For the first part of the question: there are a number of solutions that are regularly used on Linux/Unix machines for that sort of task. Some of them are even file system-level replication, like CODA, AFS etc. They aren't very widely used, though, but possible.

Another one is to just export the file system from one host to the other, using NFS, which is a type of file system and gets mounted when Linux boots, or WebDAV which needs an apache module or some other solution on the server side and gets mounted by the client the same way. These solutions are susceptible to downtime and data loss due to lack of redundancy: if the server crashes the files become unavailable. You can also use windows-born protocols like CIFS or the old SMB. iSCSI is also a newer option. All then them susceptible to the crashing-server downtime issue.

The most used solution for that task is a file-level replication application such as rsync. rsync will mirror the files from a server and make incremental updates, changing only the files that were altered on the server. It is pretty standard and easy to setup and learn. There are other options, of course, and searching for rsync will show you many of those.

Second Part

This seems to be distro-specific if you choose to use distribution provided packages for your server applications.

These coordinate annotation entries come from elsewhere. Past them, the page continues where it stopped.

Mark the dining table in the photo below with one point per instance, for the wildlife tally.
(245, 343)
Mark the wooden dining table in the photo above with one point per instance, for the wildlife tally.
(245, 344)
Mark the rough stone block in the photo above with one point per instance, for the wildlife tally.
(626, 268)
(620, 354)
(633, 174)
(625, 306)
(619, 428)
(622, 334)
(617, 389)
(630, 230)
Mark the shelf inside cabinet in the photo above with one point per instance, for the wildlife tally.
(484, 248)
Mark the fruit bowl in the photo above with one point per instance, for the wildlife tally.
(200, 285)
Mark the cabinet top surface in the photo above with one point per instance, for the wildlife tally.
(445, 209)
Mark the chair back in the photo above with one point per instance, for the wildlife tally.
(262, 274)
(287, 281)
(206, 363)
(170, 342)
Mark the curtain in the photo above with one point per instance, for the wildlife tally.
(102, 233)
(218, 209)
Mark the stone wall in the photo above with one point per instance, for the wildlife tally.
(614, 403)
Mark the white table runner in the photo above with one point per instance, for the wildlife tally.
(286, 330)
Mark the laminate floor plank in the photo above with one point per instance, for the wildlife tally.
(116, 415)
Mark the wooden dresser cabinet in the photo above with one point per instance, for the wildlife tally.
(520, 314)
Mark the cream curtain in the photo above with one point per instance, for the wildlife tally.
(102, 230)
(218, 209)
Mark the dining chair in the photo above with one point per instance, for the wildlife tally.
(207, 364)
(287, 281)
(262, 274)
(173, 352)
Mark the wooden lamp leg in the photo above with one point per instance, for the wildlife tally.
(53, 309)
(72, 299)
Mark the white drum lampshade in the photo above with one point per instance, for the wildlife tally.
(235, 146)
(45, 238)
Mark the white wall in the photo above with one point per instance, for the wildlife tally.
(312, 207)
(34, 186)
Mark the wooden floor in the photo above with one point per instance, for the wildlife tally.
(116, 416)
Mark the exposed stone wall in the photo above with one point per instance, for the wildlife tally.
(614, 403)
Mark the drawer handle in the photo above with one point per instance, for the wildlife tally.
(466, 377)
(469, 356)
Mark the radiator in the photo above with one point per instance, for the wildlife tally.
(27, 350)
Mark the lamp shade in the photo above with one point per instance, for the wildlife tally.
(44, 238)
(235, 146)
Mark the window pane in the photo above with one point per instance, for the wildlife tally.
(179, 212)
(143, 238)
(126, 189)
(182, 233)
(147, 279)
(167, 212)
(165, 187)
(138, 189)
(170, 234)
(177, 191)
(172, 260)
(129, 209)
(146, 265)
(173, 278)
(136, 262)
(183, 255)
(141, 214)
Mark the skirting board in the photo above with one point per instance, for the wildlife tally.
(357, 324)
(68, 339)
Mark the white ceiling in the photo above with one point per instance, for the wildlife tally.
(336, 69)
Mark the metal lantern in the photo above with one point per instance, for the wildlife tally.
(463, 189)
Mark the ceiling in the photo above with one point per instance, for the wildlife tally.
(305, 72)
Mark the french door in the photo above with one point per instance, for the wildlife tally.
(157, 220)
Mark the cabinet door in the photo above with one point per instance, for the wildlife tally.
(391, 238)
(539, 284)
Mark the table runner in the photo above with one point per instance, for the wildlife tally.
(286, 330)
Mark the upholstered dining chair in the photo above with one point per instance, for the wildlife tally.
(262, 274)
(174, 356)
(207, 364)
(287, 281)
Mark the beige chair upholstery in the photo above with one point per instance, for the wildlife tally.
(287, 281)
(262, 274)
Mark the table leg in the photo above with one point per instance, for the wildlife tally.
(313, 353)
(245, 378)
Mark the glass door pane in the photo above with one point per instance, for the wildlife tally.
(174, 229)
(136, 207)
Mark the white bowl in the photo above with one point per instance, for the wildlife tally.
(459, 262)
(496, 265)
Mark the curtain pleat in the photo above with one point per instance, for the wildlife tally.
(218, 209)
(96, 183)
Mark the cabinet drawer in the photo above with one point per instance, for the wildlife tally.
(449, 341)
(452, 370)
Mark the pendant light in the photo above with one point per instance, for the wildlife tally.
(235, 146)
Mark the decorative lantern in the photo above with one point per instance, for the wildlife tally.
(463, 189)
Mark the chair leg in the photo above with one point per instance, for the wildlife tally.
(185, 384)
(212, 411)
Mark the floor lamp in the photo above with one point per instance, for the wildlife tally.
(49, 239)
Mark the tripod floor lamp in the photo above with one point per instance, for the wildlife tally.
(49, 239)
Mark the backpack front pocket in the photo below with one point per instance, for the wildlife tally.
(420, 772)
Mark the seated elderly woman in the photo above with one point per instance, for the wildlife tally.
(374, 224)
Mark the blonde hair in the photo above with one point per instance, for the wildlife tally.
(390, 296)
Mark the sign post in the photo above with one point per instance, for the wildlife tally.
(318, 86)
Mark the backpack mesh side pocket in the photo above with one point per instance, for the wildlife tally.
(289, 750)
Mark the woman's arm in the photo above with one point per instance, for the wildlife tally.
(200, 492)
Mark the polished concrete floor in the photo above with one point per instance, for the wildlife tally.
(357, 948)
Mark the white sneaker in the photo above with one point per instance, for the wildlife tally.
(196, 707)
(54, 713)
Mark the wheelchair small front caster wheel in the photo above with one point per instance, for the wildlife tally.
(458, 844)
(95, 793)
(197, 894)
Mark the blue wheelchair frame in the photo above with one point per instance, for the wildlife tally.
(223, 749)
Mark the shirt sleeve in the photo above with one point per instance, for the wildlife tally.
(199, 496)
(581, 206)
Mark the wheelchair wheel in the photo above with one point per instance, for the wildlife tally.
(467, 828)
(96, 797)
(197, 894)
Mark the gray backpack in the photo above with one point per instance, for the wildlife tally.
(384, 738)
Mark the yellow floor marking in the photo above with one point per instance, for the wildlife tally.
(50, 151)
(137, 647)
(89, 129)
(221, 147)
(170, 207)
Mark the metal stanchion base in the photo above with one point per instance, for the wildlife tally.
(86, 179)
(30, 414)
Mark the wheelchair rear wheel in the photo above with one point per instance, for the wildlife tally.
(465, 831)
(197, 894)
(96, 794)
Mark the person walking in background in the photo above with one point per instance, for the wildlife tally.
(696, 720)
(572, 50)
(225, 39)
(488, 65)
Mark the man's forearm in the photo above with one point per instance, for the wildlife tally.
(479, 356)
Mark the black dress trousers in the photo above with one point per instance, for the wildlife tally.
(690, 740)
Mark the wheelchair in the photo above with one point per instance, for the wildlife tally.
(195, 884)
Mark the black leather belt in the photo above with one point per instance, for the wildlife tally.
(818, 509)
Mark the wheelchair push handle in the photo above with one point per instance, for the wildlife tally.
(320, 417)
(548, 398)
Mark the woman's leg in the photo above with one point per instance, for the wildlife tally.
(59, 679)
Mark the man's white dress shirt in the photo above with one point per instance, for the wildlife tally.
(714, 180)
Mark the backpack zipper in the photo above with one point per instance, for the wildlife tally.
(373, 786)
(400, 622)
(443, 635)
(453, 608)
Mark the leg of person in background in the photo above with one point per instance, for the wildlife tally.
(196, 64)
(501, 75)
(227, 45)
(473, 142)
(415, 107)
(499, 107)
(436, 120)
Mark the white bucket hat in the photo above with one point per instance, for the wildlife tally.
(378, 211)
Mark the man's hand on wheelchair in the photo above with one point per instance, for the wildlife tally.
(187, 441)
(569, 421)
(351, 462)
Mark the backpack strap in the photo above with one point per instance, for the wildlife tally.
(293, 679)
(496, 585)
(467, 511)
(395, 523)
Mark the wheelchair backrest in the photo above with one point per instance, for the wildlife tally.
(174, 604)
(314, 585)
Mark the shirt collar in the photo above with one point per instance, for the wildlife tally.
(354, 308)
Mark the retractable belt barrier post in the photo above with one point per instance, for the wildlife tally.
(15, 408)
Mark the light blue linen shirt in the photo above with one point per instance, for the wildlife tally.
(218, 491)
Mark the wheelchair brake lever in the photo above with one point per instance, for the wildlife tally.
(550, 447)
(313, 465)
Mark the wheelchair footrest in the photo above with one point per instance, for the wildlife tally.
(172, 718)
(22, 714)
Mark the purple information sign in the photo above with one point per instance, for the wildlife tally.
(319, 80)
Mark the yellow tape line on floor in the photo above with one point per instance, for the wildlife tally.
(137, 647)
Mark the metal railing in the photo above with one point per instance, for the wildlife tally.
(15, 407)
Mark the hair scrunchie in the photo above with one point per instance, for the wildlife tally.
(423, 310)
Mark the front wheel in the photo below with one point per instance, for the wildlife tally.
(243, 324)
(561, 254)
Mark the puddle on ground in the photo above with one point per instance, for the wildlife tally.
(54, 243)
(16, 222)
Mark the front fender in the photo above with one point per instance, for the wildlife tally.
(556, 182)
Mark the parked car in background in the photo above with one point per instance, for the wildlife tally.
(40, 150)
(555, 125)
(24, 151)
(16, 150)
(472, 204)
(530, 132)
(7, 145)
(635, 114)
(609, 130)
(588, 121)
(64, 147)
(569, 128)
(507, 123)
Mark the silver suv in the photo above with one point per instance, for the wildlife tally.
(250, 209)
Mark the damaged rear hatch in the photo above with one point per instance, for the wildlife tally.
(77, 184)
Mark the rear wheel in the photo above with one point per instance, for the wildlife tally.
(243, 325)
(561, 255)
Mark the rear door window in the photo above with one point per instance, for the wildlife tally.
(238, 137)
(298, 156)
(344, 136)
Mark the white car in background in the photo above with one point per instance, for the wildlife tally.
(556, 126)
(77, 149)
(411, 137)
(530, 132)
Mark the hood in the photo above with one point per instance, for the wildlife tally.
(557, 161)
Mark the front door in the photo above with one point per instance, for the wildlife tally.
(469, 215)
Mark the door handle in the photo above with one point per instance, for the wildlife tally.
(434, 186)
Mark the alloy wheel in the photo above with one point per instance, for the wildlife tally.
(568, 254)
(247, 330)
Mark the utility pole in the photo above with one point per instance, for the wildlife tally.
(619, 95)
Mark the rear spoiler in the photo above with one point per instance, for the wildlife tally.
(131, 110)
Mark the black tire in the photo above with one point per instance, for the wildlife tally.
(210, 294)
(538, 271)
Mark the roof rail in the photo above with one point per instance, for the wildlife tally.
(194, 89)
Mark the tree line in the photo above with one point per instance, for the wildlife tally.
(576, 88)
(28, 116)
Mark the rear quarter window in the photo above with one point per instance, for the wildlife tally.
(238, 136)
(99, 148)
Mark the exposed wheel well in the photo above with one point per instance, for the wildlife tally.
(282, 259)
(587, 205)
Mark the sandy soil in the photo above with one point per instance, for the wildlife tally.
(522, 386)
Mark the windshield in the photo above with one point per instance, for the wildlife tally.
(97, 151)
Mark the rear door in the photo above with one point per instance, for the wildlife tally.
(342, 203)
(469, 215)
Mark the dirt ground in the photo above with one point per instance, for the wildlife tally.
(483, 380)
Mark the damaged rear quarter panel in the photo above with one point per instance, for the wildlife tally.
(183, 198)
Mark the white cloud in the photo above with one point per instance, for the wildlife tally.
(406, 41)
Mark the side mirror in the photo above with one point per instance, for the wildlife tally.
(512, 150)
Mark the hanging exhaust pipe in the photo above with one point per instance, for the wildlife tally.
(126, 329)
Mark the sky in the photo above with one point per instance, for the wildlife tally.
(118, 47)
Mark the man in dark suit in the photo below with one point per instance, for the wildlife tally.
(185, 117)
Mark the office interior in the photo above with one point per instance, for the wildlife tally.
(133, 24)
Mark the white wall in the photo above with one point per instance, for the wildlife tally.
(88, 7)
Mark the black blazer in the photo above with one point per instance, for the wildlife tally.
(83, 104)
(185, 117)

On Raspbian, which uses debian's dpkg tools like apt, aptitude and others, you can easily setup a cron job ("man cron" and "man crontab" on your pi console) that will execute a "apt-get update" and "apt-get upgrade" to keep everything up-to-date.

This solution does not come without risks though. Auto-upgrading can, rarely, break your setup and need operator attention. If it is in auto mode and unsupervised, you might run into downtime from time to time.